Грюнинг характеризует своего антигероя как фигуру, окруженную мечтами, размышлениями и воспоминаниями, чья жизнь и любовь при всей интенсивности не имеет будущего. Он не апатичен, как Обломов, который застывает без движения в абсолютном безделии, а скорее является «островным человеком», духовно и телесно подвижным, ощущающим себя вполне дееспособным индивидом, однако желающим проявлять свою дееспособность в замкнутом пространстве, гарантирующем ему внутреннюю свободу. И хотя он неоднократно сопоставляется с героем Гончарова, проводит это сравнение не рассказчик, а Беата («Трижды, трижды Обломов»), которая тем самым дает понять, что ей совершенно непонятна сложная, многогранная личность ее возлюбленного, который во многом напоминает интеллектуалов Юрия Трифонова.

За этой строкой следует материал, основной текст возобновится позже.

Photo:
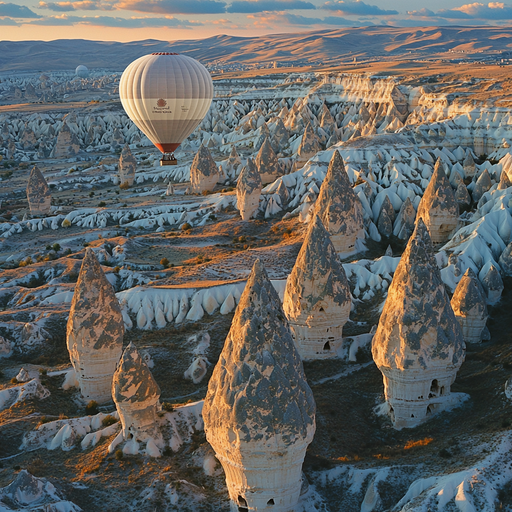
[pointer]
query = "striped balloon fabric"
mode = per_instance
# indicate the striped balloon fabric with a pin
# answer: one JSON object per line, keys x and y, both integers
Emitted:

Несмотря на многочисленные отсылки, роман Грюнинга не является обработкой «Обломова» Гончарова. Это касается как сюжета, так и системы персонажей. Система персонажей в «Обломове» (Обломов – Ольга – Штольц) никак не сопоставима с персонажами Грюнинга Йоахимом – Беатой – Харальдом (муж Беаты). Это касается и характеристики персонажей, и их связей друг с другом. Привлечение «Обломова» оправдано скорее тем, что благодаря контрасту с русским оригиналом удается заострить современную специфику этой любовной истории в социалистическом обществе.